While many welcomed the council’s regeneration plans for the town centre, there was staunch opposition to demolishing the 123-year-old White Hart pub and moving the war memorial.
Hundreds of people went to look at the proposals at the Meridian Centre.
The plans include creating a new town square next to St Faith’s Church, with public gardens and lawns for people to enjoy.
The town’s crossroads would become semi-pedestrianised.
Using land currently occupied by St Faith’s Church hall and the Bear Hotel car park, there would be a courtyard style residential development.
One option would be to demolish the White Hart pub, while another option would keep the Victorian building.
Proposals were outlined to move the war memorial – which was unveiled in 1922 at the crossroads – to the new town square or within the new public gardens of St Faith’s Church.
Mary Youldon, 76, of Park House Farm Way, Leigh Park, said: ‘I don’t think they should touch Havant.
‘We have a park to go to if people want to relax.
‘I don’t think the war memorial should be moved.
‘It’s lovely and part of our heritage.’
Jackie Bampton, 66, of Mitchell Road, Bedhampton, said: ‘It should be residential.
‘But keep the White Hart and leave the church and the war memorial alone.
‘They must not touch it – it would be sacrilege.’
The council has proposed relocating the memorial to allow a more spacious area for Remembrance services.
It is hoped the town square would become an area for bars and restaurants, with ideas including a market and street entertainers.
The council’s deputy leader David Guest said: ‘It’s taken a lot of hard work to get this far. Nothing has been set in stone – it’s all open for public consultation.
‘People have to be realistic in financial terms – it has to work.
‘If there’s no investment in our town, the town will not progress.
‘We need that investment. We need to retain the listed buildings and we need to retain as many of the old buildings as we possibly can.’
Any development would be funded by a private developer.
Mixed views over ideas for redevelopment
THE consultation attracted mixed views from people of all ages.
Jo Wright, 34, of West Street, Havant, said: ‘We have lived here for five years.
‘It seems to have shut down since we have been here with lots of charity shops. Havant needs something.’
Pam Ambrose, 77, of Beresford Close, Waterlooville, said: ‘My grandfather, Henry Wood, was the first postmaster of Havant.
‘I am horrified. I don’t agree with any of it.’
Martine Watson, 55, of Stansted Crescent, West Leigh, said: ‘I am really impressed. It’s a really good idea.
‘It will slow down traffic and brings it all together.’
Gwendoline Brown, 73, of Perseus Place, Crookhorn, said: ‘It should be left as it is.’
Ray Cobbett, of Beach Road, Emsworth, said: ‘My view is it should be conservation-led.

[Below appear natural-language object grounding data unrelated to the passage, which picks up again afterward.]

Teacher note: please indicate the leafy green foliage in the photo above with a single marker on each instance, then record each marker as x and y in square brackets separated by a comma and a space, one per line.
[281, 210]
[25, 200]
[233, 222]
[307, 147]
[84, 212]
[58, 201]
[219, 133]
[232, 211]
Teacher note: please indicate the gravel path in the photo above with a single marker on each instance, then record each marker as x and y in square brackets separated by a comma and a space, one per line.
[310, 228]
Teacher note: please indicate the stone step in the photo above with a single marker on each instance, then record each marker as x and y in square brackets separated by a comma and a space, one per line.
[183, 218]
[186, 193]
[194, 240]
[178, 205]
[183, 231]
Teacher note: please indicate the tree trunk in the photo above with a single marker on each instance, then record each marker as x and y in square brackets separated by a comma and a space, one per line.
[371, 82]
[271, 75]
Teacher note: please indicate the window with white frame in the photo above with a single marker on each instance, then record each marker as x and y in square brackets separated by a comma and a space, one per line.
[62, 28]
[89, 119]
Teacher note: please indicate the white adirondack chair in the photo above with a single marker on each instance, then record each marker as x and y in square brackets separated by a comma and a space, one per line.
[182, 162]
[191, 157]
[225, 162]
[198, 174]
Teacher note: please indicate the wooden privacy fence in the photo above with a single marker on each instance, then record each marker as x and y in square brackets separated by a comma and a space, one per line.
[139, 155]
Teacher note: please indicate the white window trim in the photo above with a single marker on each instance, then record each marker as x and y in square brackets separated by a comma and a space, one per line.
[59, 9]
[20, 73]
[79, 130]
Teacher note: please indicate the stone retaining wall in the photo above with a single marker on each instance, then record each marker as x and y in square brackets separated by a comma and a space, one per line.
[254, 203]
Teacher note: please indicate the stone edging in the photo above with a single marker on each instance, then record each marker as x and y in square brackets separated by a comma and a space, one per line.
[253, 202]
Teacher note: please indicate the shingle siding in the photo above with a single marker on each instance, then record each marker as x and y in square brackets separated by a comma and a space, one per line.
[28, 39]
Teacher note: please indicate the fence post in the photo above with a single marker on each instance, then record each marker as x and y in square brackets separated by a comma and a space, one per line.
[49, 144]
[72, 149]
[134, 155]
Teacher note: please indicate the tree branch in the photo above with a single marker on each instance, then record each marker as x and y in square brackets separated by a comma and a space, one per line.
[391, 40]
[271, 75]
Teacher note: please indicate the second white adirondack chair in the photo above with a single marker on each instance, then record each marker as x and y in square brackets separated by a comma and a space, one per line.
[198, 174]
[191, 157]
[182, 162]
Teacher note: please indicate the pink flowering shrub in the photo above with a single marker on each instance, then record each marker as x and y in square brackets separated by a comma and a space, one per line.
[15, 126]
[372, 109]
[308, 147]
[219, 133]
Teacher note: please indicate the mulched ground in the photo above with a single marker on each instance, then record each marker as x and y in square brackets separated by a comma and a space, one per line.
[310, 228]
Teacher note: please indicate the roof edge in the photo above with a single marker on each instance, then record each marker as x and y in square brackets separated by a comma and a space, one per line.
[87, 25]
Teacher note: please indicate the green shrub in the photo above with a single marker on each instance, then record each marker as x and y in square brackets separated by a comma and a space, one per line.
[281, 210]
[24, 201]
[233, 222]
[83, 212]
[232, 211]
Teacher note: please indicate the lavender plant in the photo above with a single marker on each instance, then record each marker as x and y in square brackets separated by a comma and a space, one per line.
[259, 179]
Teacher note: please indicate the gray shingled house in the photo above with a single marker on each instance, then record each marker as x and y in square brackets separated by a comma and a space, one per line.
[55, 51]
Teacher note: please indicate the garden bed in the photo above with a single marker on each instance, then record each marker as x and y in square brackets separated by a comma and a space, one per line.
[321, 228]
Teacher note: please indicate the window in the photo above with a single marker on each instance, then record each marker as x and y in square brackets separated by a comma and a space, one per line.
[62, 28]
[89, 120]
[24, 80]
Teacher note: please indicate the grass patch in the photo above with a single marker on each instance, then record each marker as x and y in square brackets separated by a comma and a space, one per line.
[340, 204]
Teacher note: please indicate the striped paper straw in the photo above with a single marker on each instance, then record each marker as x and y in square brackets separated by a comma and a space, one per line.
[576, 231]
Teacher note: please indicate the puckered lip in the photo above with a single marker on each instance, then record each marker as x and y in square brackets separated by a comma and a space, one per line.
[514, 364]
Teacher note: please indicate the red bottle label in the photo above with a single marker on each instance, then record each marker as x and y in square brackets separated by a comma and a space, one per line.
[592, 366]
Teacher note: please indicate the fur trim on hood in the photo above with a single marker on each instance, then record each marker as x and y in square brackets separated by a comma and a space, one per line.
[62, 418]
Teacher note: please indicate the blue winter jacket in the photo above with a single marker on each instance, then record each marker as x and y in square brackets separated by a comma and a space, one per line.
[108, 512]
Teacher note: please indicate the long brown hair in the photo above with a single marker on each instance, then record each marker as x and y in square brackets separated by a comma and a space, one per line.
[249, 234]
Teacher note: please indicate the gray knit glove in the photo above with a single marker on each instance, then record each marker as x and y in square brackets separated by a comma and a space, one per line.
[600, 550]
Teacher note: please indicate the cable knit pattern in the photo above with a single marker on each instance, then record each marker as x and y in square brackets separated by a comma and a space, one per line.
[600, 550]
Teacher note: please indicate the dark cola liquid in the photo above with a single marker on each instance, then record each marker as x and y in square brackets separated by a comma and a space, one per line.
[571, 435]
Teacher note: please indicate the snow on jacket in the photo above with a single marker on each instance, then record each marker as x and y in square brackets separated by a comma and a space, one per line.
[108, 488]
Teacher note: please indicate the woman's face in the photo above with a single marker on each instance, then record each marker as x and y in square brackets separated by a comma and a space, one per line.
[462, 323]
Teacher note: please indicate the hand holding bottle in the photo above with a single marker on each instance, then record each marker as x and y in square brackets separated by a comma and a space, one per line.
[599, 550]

‘It’s a town with a thousand years of history and it’s a great opportunity to re-establish an identity for the town.
‘St Faith’s is probably the only place left in the borough without a community centre.
‘The parish hall, refurbished, could do extremely well.’
Jackie Branson, a councillor for St Faith’s ward, said she would like to see a national chain restaurant move into East Street and it could have a domino effect and attract others.
The consultation continues tomorrow from midday to 2pm and on Friday from 2pm to 4pm.